マスオさん生活をしています。大変そう?いやいや、頑張ればメリットばっかりですから。立場が低い?いやいや、僕ただの空気ですから。

好きな人が居たあの頃、僕の再試とヘリ

今週のお題「恋バナ」

 

20歳の頃。好きな人が居た。

くっそ美人で、学習院大学。お嬢で品がよく清楚、しかも優しかった。中学校の先輩。

 

たまたま会った時に意を決してアドレスを交換し、6年間、毎年誕生日のメールを送った。自分で書いていて気持ち悪いが大好きだった。

 

そんな6年目、誕生日の1週間前の1日、時間を作って会ってくれることになった。僕はとても嬉しかった。どうやってプロポーズしよう。一生懸命考える僕は完全にズレていた。

 

地方に住んでいたので、移動用のチケットを用意して、念のためフォーシーズンズホテルを予約した。当時60000円(6万円)くらいした。1ヶ月分のバイト代だ。用意したところできっと家に帰ってしまうのだろうけど、夢を買った。

 

 

さて、順調に準備を重ね、とてもとても楽しみにしていた僕に残念なことが起きる。再試に引っかかった。

 

言い訳をさせていただくと、もともと僕はまじめな学生だったので、本来引っかかるはずがない。しかし、10部野からなる試験で、平均9割を超えていたが1分野の興味の無いところが6割切っていたのだ。おい、他ほぼ9割~満点だぞ….。

 

かくして僕は再試になった。日にちは、丁度会える日。再試の時間は、会える4時間前。

 

 

・・・間に合わない。

 

 

僕はまず教授のところに行った。

 

『どうしてもその日に会いたい人が居るから、再試をずらしてくれ』と僕は言った。

 

2人の教授に応接室に案内され、僕は尋問される。

 

『事情はなんだ』

『どうしてもその日以外に会えないのか』

『先方にいって日にちをずらせないのか』

 

僕は正直に答えた

『昔から大好きだった人で、会ってくれるチャンスはここしか無いんです』

 

もともと優しかった方の教授が言った

『再試とは』

口調に怒気が混じる

『再試とは、本来落ちる(落第する)人にチャンスを与えるためのものだ。君は再試を受けるチャンスをもらっているんだ』

『受けないのなら、それは進級ができないということだ』

 

僕は黙る。しかし負けるわけにはいかない。チャンスは今しかない。

『もう一度考えます、もし再試の日程が変更になればすぐ教えて欲しいです』

『再々試があるならそこに全力で向かいます』

『もし試験時間内に早めに終われば、退出の許可だけ欲しい』

と返す。

 

試験の早期退出に関しては、人により1項目か10項目かの違いがあるので、許可してもらった。
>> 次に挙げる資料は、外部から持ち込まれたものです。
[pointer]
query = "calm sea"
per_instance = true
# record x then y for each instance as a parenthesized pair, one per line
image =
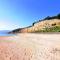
(5, 33)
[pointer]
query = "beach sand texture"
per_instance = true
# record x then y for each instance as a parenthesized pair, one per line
(27, 46)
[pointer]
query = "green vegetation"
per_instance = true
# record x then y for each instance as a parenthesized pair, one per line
(52, 29)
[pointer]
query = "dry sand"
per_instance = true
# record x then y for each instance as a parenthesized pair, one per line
(30, 47)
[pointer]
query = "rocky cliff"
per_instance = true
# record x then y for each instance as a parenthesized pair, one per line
(47, 24)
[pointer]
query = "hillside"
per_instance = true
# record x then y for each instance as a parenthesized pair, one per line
(48, 24)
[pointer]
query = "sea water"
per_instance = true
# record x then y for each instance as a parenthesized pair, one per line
(5, 33)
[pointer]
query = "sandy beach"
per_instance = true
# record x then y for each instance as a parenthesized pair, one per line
(27, 46)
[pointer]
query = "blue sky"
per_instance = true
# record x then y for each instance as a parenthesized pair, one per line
(20, 13)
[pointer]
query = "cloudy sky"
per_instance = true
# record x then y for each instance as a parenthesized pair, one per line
(20, 13)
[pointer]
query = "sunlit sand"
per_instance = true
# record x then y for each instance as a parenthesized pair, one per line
(26, 46)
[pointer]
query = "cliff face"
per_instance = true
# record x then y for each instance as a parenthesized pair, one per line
(39, 26)
(48, 24)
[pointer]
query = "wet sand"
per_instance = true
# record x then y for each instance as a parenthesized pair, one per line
(30, 47)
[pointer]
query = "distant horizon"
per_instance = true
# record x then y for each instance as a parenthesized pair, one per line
(21, 13)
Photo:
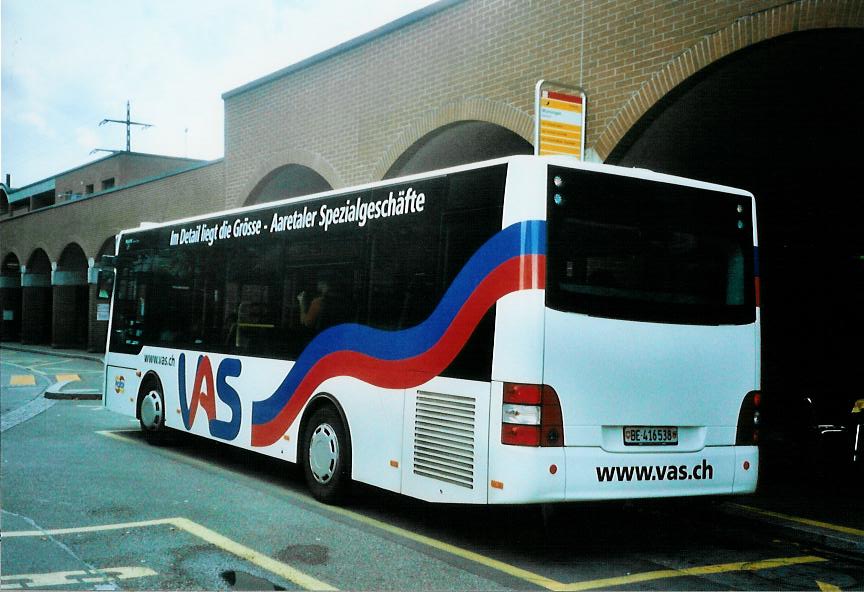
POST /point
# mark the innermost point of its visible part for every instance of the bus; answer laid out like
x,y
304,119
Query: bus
x,y
521,330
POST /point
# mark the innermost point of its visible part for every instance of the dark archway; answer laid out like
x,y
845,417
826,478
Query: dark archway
x,y
290,180
783,119
36,300
10,298
458,143
98,309
71,299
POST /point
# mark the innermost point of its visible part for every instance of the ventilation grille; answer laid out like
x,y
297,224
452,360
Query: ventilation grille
x,y
444,438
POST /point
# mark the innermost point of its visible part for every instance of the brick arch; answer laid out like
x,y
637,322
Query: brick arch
x,y
286,157
467,109
36,247
85,245
6,257
802,15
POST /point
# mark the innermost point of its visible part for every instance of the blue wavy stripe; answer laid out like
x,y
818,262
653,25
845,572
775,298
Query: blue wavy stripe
x,y
522,238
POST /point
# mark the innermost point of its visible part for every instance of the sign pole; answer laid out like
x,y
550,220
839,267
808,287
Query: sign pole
x,y
559,119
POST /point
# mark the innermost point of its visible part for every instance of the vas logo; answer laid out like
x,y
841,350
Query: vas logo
x,y
204,393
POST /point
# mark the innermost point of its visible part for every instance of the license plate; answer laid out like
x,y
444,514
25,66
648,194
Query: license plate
x,y
650,435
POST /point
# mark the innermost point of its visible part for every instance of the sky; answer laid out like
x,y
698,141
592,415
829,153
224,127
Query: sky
x,y
67,65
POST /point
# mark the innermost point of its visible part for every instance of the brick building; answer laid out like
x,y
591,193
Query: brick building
x,y
678,86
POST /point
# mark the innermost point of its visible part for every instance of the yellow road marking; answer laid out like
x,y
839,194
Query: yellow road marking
x,y
807,521
690,571
512,570
69,578
67,377
507,568
214,538
22,380
272,565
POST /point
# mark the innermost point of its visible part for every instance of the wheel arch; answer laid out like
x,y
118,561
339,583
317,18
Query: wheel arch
x,y
151,378
317,402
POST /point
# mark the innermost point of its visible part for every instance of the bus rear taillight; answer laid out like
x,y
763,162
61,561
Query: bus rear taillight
x,y
749,420
531,416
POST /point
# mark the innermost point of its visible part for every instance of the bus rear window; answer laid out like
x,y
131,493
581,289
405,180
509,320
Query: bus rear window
x,y
640,250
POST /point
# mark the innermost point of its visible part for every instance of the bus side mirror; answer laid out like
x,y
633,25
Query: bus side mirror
x,y
105,283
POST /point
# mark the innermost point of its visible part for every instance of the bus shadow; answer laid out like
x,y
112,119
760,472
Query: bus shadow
x,y
523,535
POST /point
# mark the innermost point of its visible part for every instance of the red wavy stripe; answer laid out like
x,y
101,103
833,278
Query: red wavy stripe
x,y
518,273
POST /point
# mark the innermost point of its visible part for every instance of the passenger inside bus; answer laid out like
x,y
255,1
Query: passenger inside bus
x,y
314,314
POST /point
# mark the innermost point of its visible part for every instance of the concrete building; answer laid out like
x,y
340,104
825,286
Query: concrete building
x,y
763,94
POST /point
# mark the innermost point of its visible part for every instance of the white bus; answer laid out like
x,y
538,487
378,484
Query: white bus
x,y
522,330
ただし、再々試に関しては、『再試を受けもしないのに、資格を与えることは難しい、また後日返事をする』

 

 

教授も無駄な時間を使ったと思ったに違いない。今思うと本当に申し訳ない。2人も来てもらってしまって。。。恋バナを聞かされるという。最低だ。

 

 

だが僕は諦めなかった。

 

試験が終わってから、会いに行くことはできないか。真剣に考えた。

『ヘリコプター チャーター』僕は必死にググった。

 

53万4千円

 

見積もってもらったら、時間内に行けることが分かった。貯めに貯めたお年玉を使えば、僕は会いに行ける。いま、会いにゆきます。

 

 

うん、東京の着はいけそうだ。だが僕の住んでいるところが・・・

僕は総務課に向かう。

 

関連している施設で、ヘリポートを使えないか頼みに行った。僕は知っていた。総合大学の大学には医学部付属のヘリポートがあることを。

 

『再試が終わったらヘリで東京に行きたい、ヘリポートを貸してほしい』

 

受付のお姉さんではなく、奥の方にいた上司が出てきた。

詳細な事情を話し、一生懸命お願いした

 

『無理です』

 

総務は冷たかった。

 

 

途方に暮れた僕は、最後の手段に出る

 

『違う日に会える日はないでしょうか』

『次の週の平日ならいいy『行きます!』

 

再々試を用意してくれて、試験の開始時間を4時間も早めてくれた教授に、謝罪しかなかった。お詫びに満点とったけど、本当にすみませんでした。

 

『ごめんね、弟みたいに思っちゃうんだ』

 

そこには小悪魔がいた。

大好きだったなぁ。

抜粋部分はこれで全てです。